Obituaries last month on Packwood seem to have spent little time on his views on abortion, children, and population. This is regrettable because if anything has become clear in the last half century, it is that birth rates worldwide are in steep decline, and policy pundits are wrestling with everything from the spread of cell phones and voting rights for women as alleged contributors to the decline. Seldom is another possibility mentioned, which is that an animadversion to family formation and childbearing generally, sustained by a materialistic view of sexuality and fortified with trillions in public and private spending, has made having a child something of an anti-social act. Fear about the future is the preoccupation of the population control movement, and fear about population collapse reinforces just that. The message is that whatever the future is going to be, it’s just got to be awful.

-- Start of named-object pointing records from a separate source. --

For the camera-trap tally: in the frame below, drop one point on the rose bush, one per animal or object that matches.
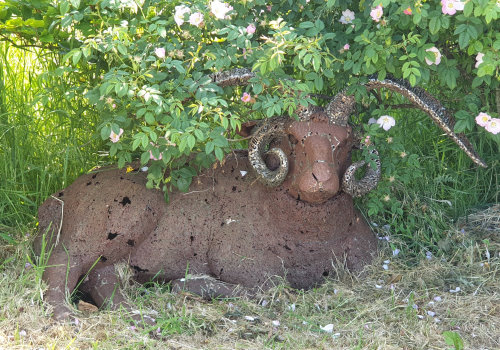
(145, 65)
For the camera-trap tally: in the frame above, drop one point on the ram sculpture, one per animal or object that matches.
(282, 209)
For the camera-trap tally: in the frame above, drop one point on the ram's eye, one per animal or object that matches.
(292, 139)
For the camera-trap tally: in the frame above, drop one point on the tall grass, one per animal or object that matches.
(451, 186)
(45, 134)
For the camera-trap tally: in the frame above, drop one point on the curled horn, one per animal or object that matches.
(357, 188)
(269, 131)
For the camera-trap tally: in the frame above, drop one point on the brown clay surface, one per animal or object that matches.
(229, 226)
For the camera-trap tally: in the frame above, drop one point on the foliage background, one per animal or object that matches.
(74, 72)
(50, 133)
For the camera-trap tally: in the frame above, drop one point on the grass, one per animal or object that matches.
(398, 308)
(44, 135)
(46, 141)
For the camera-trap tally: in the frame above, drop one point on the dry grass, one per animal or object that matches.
(384, 309)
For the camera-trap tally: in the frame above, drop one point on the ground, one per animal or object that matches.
(394, 304)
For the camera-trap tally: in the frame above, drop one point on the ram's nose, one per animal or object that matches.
(320, 184)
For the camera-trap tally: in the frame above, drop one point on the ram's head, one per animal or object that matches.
(311, 156)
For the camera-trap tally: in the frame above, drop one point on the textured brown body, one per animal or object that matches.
(228, 226)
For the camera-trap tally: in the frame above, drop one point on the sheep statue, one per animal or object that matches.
(282, 209)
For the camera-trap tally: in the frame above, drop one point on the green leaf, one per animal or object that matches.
(209, 147)
(219, 153)
(434, 24)
(105, 132)
(150, 119)
(145, 157)
(199, 134)
(191, 141)
(76, 57)
(122, 49)
(136, 144)
(64, 7)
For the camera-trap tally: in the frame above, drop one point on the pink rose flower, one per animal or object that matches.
(479, 59)
(450, 7)
(251, 28)
(493, 126)
(180, 11)
(483, 119)
(220, 9)
(377, 13)
(160, 52)
(114, 137)
(386, 122)
(437, 56)
(246, 97)
(196, 19)
(347, 17)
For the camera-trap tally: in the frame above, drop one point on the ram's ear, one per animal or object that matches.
(247, 128)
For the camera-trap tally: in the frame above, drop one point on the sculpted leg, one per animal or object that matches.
(61, 275)
(103, 285)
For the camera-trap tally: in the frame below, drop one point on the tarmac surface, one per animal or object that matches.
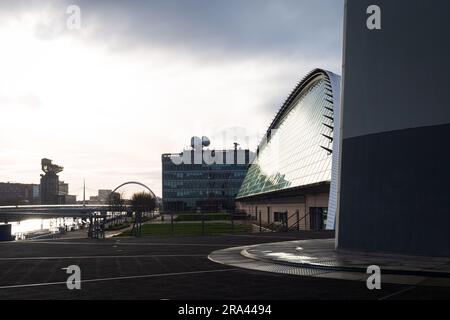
(175, 268)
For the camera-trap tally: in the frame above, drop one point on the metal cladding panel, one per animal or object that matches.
(394, 190)
(334, 184)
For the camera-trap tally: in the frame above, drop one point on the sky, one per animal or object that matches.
(140, 78)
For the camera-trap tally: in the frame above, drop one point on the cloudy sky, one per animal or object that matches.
(139, 78)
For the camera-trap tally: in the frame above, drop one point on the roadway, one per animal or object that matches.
(169, 268)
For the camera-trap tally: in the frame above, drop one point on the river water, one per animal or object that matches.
(37, 225)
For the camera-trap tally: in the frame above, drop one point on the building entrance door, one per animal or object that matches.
(317, 218)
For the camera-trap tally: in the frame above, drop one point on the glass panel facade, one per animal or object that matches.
(190, 187)
(297, 149)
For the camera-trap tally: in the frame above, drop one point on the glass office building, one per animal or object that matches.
(291, 177)
(203, 185)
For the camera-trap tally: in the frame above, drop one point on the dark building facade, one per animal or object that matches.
(201, 180)
(291, 182)
(394, 185)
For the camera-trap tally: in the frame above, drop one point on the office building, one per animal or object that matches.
(203, 180)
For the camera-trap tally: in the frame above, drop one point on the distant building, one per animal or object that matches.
(198, 180)
(50, 182)
(53, 191)
(63, 188)
(18, 193)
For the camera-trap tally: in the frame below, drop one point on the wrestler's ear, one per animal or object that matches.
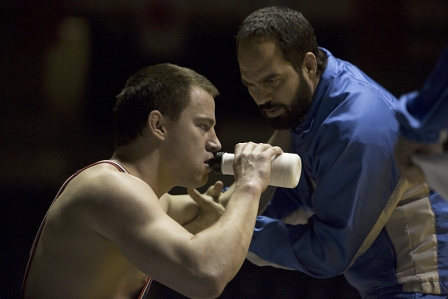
(156, 124)
(309, 64)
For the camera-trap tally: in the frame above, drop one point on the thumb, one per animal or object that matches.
(215, 190)
(196, 196)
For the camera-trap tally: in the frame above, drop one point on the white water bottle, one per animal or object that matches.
(285, 171)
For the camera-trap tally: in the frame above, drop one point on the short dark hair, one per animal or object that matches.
(292, 31)
(164, 87)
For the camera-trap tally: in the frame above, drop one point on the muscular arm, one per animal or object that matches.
(195, 265)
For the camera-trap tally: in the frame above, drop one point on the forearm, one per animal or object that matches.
(224, 246)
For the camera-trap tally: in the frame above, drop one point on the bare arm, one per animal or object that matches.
(195, 265)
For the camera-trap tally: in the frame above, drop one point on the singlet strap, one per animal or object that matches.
(39, 231)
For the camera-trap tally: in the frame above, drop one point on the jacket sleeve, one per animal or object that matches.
(423, 114)
(350, 160)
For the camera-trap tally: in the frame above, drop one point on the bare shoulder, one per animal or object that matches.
(103, 198)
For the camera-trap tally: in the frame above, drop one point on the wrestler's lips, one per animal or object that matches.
(273, 112)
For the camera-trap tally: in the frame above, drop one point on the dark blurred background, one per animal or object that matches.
(63, 62)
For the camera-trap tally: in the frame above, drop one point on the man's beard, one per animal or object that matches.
(295, 112)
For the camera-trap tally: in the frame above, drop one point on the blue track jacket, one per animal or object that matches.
(386, 236)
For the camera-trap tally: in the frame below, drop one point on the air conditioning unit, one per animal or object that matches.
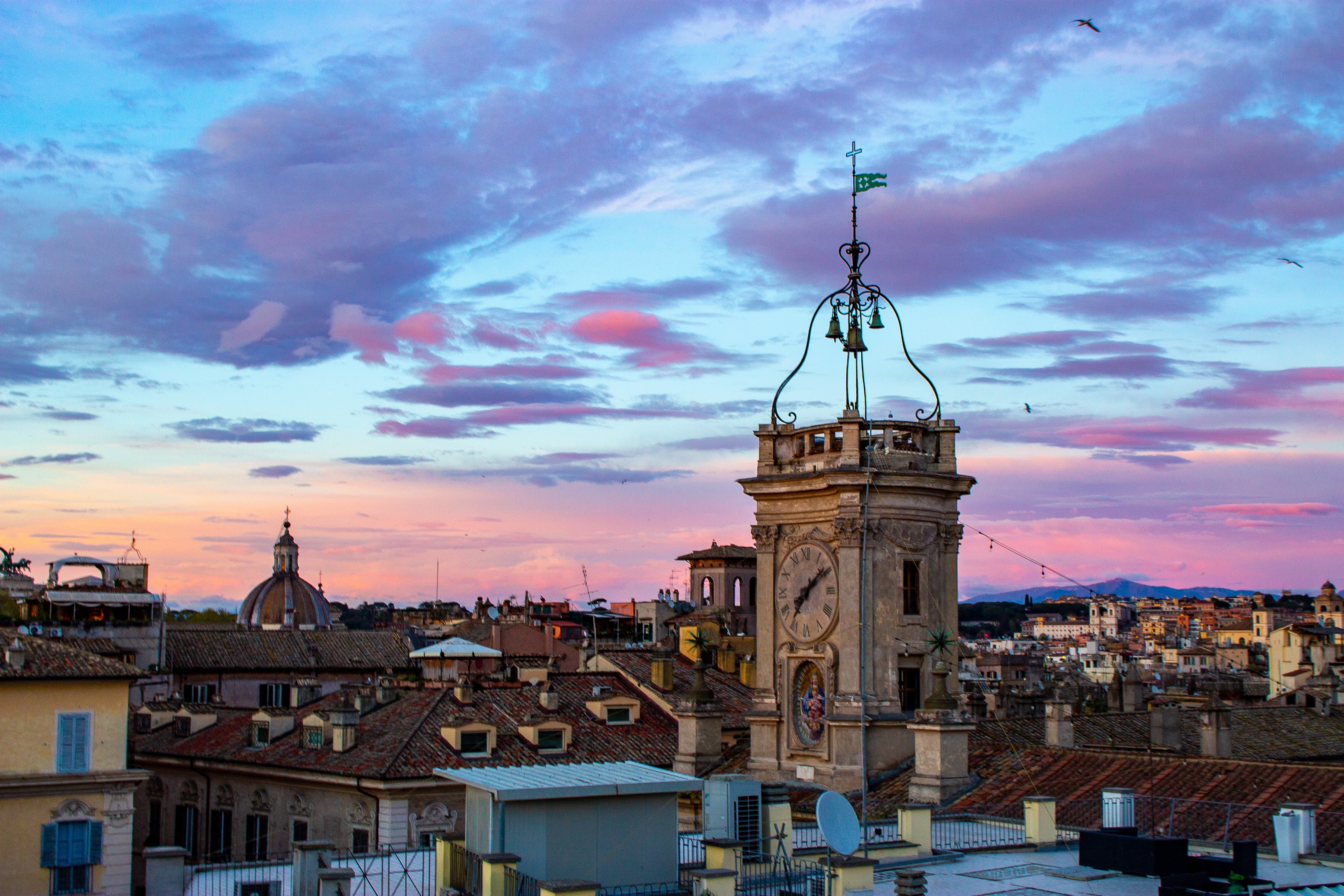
(733, 810)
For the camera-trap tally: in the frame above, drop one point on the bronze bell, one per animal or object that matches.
(854, 342)
(834, 331)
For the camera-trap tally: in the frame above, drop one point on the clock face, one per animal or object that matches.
(806, 593)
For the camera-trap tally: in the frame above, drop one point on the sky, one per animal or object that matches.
(505, 288)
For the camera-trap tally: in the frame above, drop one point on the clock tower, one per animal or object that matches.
(857, 542)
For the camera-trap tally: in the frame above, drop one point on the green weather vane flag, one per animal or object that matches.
(869, 182)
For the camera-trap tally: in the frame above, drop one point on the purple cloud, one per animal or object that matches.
(273, 472)
(191, 46)
(217, 429)
(1287, 389)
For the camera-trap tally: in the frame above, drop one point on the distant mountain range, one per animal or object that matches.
(1120, 588)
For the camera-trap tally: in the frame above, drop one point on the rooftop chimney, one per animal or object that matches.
(15, 656)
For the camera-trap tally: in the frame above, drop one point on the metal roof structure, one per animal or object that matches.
(569, 781)
(456, 649)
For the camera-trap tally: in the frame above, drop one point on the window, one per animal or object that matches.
(185, 829)
(156, 820)
(221, 835)
(201, 694)
(256, 832)
(70, 849)
(73, 742)
(910, 589)
(908, 688)
(273, 695)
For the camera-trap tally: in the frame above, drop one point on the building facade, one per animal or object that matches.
(66, 794)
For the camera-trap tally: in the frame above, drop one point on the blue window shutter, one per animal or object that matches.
(49, 845)
(95, 843)
(65, 743)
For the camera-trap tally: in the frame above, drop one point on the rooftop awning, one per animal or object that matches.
(570, 781)
(455, 649)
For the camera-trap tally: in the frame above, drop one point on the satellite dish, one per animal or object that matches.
(838, 823)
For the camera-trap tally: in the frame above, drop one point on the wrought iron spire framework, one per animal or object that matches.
(861, 305)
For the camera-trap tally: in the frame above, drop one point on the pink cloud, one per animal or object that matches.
(1271, 510)
(376, 339)
(650, 339)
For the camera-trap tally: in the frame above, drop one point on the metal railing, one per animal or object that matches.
(881, 831)
(690, 849)
(389, 872)
(979, 828)
(464, 870)
(761, 875)
(674, 888)
(224, 879)
(519, 884)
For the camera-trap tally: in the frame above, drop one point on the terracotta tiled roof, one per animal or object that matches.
(193, 651)
(45, 659)
(734, 696)
(1258, 734)
(401, 739)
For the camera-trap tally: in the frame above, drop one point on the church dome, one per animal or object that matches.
(285, 601)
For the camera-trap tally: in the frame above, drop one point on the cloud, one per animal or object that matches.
(1123, 367)
(1285, 389)
(652, 343)
(273, 472)
(715, 444)
(1116, 434)
(218, 429)
(191, 46)
(632, 296)
(482, 394)
(1271, 510)
(69, 416)
(260, 322)
(84, 457)
(385, 460)
(451, 372)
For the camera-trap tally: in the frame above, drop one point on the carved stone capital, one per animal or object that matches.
(848, 531)
(765, 536)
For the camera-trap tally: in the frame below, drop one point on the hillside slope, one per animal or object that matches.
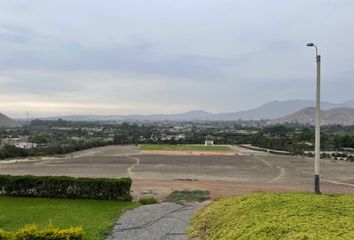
(342, 116)
(5, 121)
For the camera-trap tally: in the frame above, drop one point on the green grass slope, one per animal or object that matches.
(95, 216)
(185, 147)
(277, 216)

Instead of Packwood’s anti-life legacy, accounts of his passing focused mostly on his political downfall, which flowed from his history of sexually harassing women who worked for him or his committees or for feminist organizations. With the exception of an excellent account by Timothy Carney at the American Enterprise Institute, Packwood’s trajectory in public life was depicted as a contradiction: how could a man of his progressive views on women’s equality and ecology have engaged in such behavior around a slew of women who were, in one way or another, under his authority?
The sad truth, of course, is that he was not alone in exploiting such contradictions. As each of us exits the stage of life, what will be said of us is often the last or worst impression we made. Bob Packwood cannot change those impressions now, but the rest of us can. Embracing life, loving children, and honoring the true dignity and equality of women are a good start.